The TED conferences (Technology, Entertainment, Design) have grown over the years from a small exclusive symposium for venture capitalists and technology professionals into a network of 1,000 such symposia viewed online by over 300 million people each year (just for reference, that’s roughly the population of the U.S.). The conferences seem to have literally grown into their motto, “Ideas Worth Spreading.” It’s fitting that symposia It’s fitting that with this growth one of the major themes in presentation was so-called “big data”; massive collections of raw data that provide “big picture” illustrations of complex things. The Glory of Big Data, a recent blog post by Juan Enriquez for Popular Science, hails big data as the next “step change” in our technological progress. However, looking at something as truly game-changing as big data, one needs to keep a measured optimism.
Enriquez points to the sequencing o the human genome as one of the indicative stories of big data’s game-changing nature. A decade ago, mapping the human genome required pushing the computers at that time to their computational limits. Computers were just able to process the DNA sequences necessary to map out the entire genome, and as Enriquez points out, this massive undertaking turned Craig Ventner’s DNA computing lab into the highest energy consumer in the state of Maryland at that time. Now, the computing power has increased to the point where DNA can be sequenced relatively easily, and protein-to-protein sequences (or “folding”) which requires multiples of the computing power that DNA sequencing does, is now becoming the norm. In fact, the sequencing of one’s own genome could because as affordable as $1,000 a person in the next decade.
What are the implications of such vast stores of knowledge? As Enriquez envisions, it’s the difference between warehousing data, or recording it, and programming it. To extend the example of the human genome, it’s the difference between sequencing the DNA to understanding it, and using the DNA sequences to program new life; correcting chromosomal damage, rewriting a dysfunctional gene, creating life. “In other words,” he writes, “in this new era—the transition from digital code to digital-plus-life code—the capacity to generate data exceeds our capacity to store and process it.” But it won’t be that way forever.

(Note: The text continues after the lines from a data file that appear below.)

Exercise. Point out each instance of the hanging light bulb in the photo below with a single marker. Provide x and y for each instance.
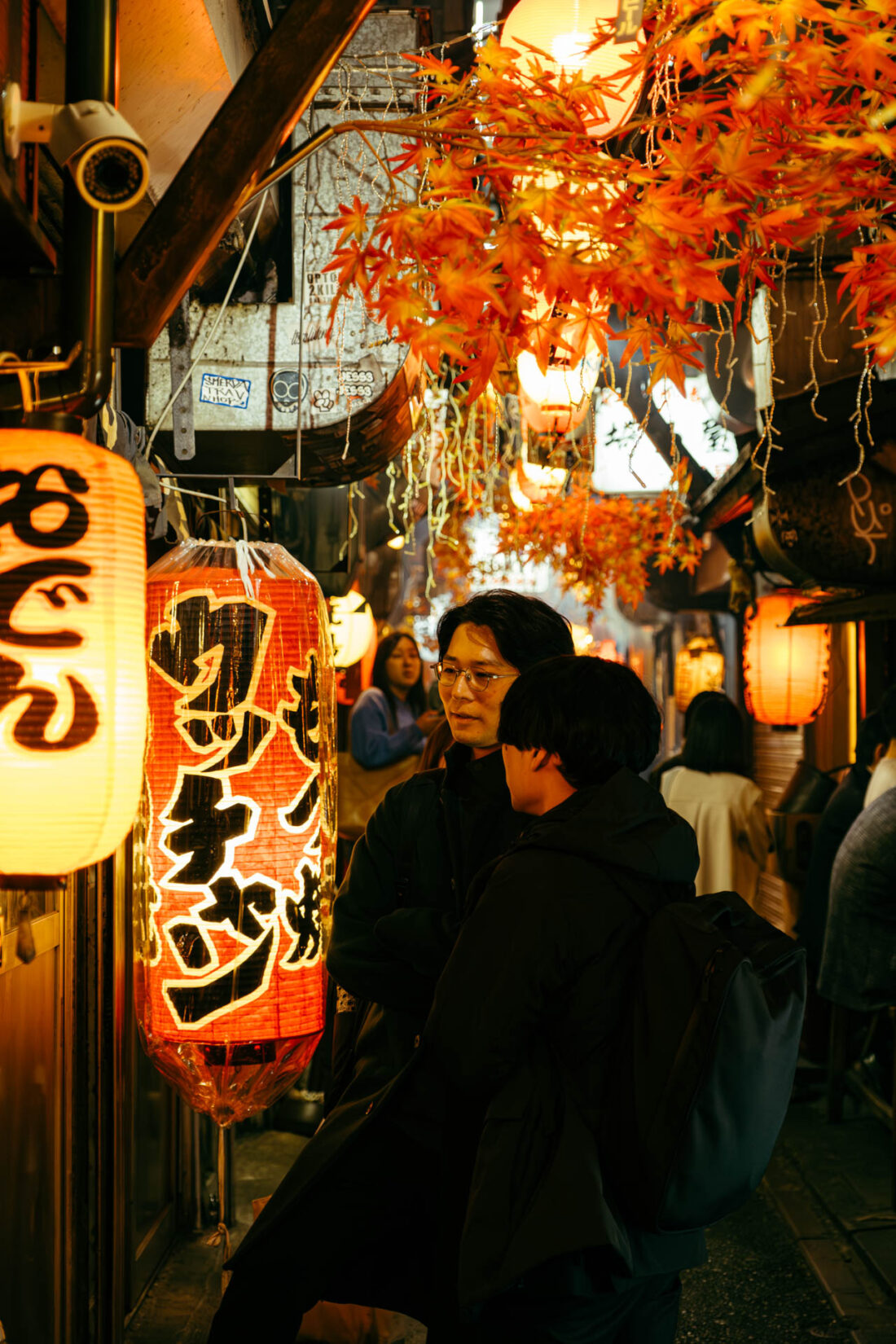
(563, 30)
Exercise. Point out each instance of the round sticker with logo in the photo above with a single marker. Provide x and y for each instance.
(283, 389)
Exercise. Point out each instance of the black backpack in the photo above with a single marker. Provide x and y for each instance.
(705, 1062)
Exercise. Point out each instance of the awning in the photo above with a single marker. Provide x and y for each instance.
(846, 605)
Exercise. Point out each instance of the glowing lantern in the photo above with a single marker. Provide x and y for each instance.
(555, 401)
(72, 679)
(784, 667)
(582, 637)
(699, 667)
(352, 628)
(238, 827)
(531, 484)
(563, 30)
(608, 649)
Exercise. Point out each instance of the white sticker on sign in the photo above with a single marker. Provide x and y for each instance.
(225, 391)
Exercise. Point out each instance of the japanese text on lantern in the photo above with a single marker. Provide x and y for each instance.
(235, 845)
(72, 682)
(38, 591)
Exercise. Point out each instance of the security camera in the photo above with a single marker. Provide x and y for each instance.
(90, 138)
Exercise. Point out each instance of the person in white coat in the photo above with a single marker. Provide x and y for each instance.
(714, 792)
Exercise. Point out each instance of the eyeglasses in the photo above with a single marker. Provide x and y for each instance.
(476, 680)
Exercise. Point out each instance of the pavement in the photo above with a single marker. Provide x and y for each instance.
(832, 1187)
(810, 1257)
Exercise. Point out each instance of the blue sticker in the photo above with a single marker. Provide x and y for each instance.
(225, 391)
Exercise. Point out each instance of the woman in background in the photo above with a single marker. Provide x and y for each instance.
(714, 792)
(390, 721)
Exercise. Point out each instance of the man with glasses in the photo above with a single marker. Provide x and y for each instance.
(366, 1214)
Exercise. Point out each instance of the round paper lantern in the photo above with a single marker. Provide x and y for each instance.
(558, 399)
(784, 667)
(531, 484)
(563, 30)
(72, 676)
(699, 667)
(352, 628)
(238, 825)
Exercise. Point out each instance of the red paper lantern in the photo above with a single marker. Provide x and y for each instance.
(239, 825)
(72, 675)
(784, 667)
(563, 30)
(701, 665)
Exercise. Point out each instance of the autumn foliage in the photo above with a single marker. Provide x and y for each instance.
(766, 128)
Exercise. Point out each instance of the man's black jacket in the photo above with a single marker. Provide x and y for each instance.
(394, 924)
(525, 1017)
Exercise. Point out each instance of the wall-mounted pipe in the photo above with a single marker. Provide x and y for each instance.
(89, 244)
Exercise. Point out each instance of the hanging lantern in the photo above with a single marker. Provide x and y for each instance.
(699, 667)
(563, 30)
(72, 679)
(556, 401)
(352, 628)
(582, 637)
(238, 827)
(784, 667)
(531, 484)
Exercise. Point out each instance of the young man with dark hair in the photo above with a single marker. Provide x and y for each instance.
(363, 1217)
(531, 1003)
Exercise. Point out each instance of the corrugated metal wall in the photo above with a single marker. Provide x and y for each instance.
(777, 752)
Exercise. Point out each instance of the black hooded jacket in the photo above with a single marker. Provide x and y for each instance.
(525, 1021)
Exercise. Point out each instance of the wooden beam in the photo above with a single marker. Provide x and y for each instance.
(238, 147)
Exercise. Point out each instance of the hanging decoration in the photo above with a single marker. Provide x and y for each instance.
(531, 484)
(238, 827)
(593, 541)
(767, 134)
(72, 680)
(701, 665)
(558, 399)
(352, 628)
(558, 37)
(784, 667)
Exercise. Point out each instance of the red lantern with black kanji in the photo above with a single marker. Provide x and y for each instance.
(238, 824)
(784, 665)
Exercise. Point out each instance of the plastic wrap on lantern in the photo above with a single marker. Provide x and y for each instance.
(238, 824)
(72, 678)
(563, 30)
(784, 667)
(699, 667)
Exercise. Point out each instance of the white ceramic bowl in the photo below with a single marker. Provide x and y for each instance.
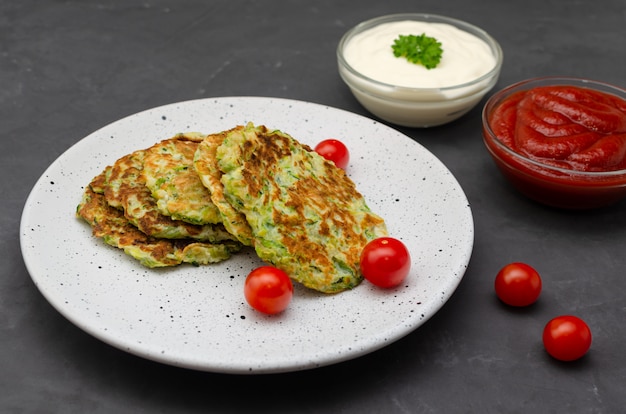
(418, 106)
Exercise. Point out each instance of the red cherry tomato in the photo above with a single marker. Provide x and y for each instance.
(335, 151)
(268, 289)
(566, 338)
(518, 284)
(385, 262)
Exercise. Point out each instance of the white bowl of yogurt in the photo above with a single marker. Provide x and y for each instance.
(409, 94)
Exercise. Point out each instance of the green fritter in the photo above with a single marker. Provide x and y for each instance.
(126, 189)
(169, 174)
(113, 227)
(306, 215)
(205, 163)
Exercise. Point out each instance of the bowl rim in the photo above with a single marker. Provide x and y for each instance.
(434, 18)
(490, 137)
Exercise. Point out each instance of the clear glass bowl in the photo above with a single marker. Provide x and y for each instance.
(548, 184)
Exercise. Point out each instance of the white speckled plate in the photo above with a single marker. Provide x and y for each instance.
(196, 317)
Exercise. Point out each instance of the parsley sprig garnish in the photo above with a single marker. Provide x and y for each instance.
(421, 50)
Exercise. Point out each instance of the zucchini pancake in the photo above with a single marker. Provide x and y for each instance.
(170, 176)
(305, 213)
(113, 227)
(126, 189)
(205, 163)
(198, 199)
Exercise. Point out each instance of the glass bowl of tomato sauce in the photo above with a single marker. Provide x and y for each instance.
(560, 141)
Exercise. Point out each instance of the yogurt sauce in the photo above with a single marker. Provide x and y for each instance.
(465, 57)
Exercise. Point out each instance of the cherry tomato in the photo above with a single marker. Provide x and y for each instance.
(518, 284)
(268, 289)
(335, 151)
(385, 262)
(566, 338)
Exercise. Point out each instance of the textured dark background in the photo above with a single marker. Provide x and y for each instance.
(68, 68)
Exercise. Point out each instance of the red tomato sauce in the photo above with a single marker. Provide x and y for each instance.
(565, 126)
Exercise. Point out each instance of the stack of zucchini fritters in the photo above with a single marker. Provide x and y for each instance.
(197, 198)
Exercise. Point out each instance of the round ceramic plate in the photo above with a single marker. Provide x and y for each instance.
(197, 317)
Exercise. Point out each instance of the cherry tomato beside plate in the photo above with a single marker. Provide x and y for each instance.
(567, 338)
(335, 151)
(385, 262)
(268, 290)
(518, 284)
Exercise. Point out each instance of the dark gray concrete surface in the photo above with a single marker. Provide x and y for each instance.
(68, 68)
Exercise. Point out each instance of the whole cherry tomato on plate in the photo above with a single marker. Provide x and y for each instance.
(385, 262)
(518, 284)
(268, 289)
(567, 338)
(335, 151)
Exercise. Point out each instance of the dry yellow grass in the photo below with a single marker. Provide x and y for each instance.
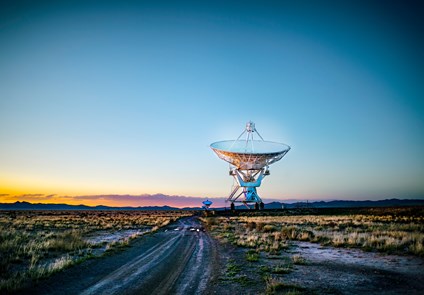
(35, 244)
(399, 232)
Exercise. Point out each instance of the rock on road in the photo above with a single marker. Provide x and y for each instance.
(177, 260)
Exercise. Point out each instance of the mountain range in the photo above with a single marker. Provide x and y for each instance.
(273, 205)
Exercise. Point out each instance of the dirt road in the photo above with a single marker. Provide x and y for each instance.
(176, 260)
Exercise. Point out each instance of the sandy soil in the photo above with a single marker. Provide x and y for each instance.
(182, 259)
(328, 270)
(176, 260)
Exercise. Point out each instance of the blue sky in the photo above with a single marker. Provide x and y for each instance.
(125, 98)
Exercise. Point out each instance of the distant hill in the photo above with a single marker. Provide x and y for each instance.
(347, 204)
(40, 206)
(272, 205)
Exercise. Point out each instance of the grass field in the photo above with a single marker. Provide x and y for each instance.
(269, 245)
(394, 230)
(36, 244)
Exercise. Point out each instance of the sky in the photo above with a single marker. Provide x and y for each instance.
(123, 98)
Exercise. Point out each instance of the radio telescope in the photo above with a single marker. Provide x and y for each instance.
(249, 160)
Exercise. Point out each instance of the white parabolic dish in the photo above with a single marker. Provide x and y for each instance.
(250, 155)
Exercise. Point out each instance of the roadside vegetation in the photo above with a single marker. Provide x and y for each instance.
(392, 230)
(265, 238)
(36, 244)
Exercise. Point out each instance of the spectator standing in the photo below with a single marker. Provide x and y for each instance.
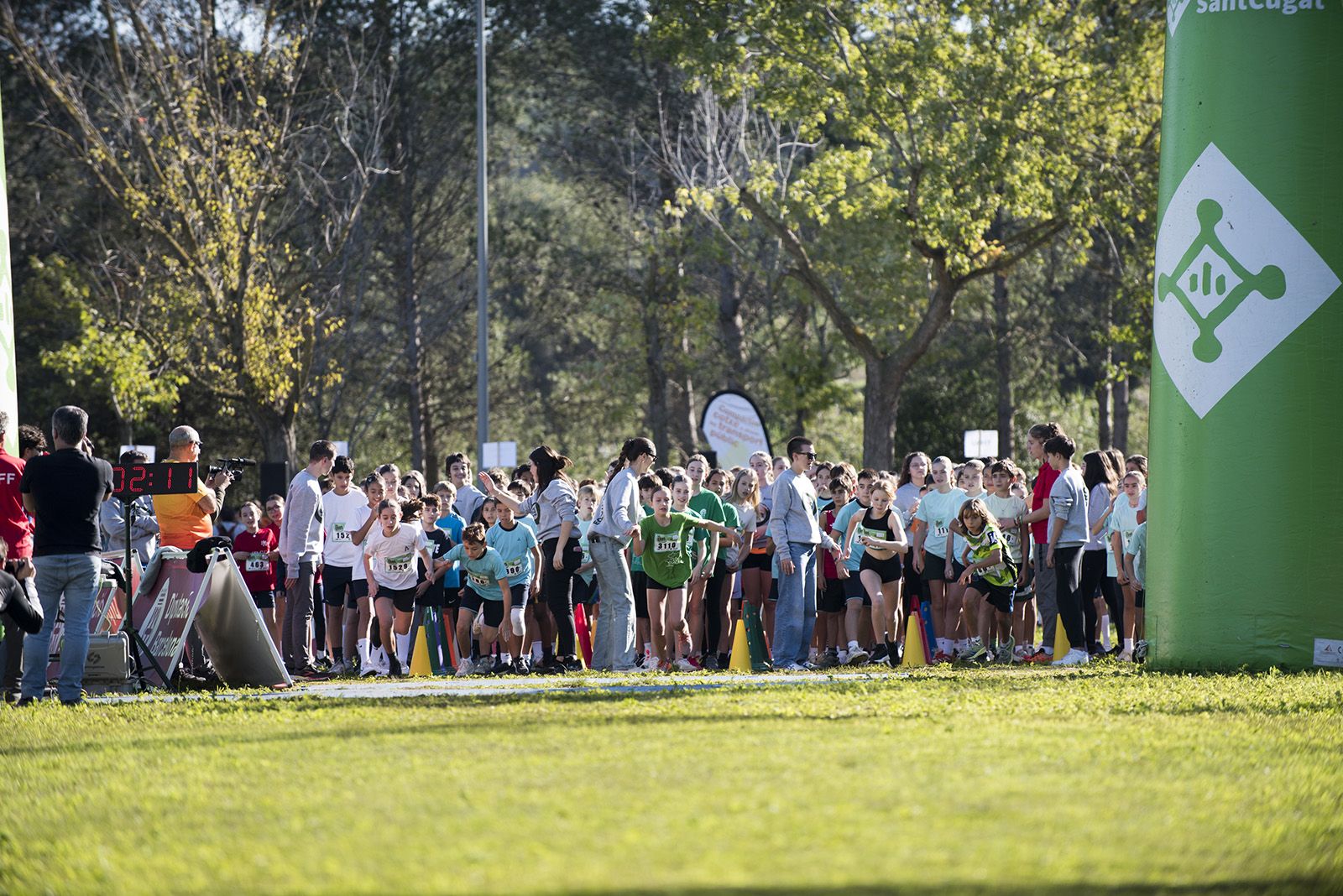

I’m warily excited to see an era where the sheer amount of information can be processed in such a way as we can begin to rewrite whatever we’re looking at. The ability to compile such depth of information about a single person, whether it be their genetic makeup or their personnel profile, that one can literally extrapolate anything they want. As we’ve seen in the evolution of the Internet Age so far, just having tons of information is only a part of the story. Who controls the information? How can you tell what’s relevant and what isn’t? Who could profit from it and how does one protect the information in a digital world? These are questions that need to be answered as we are reaching the point where “big data” is becoming “big business”.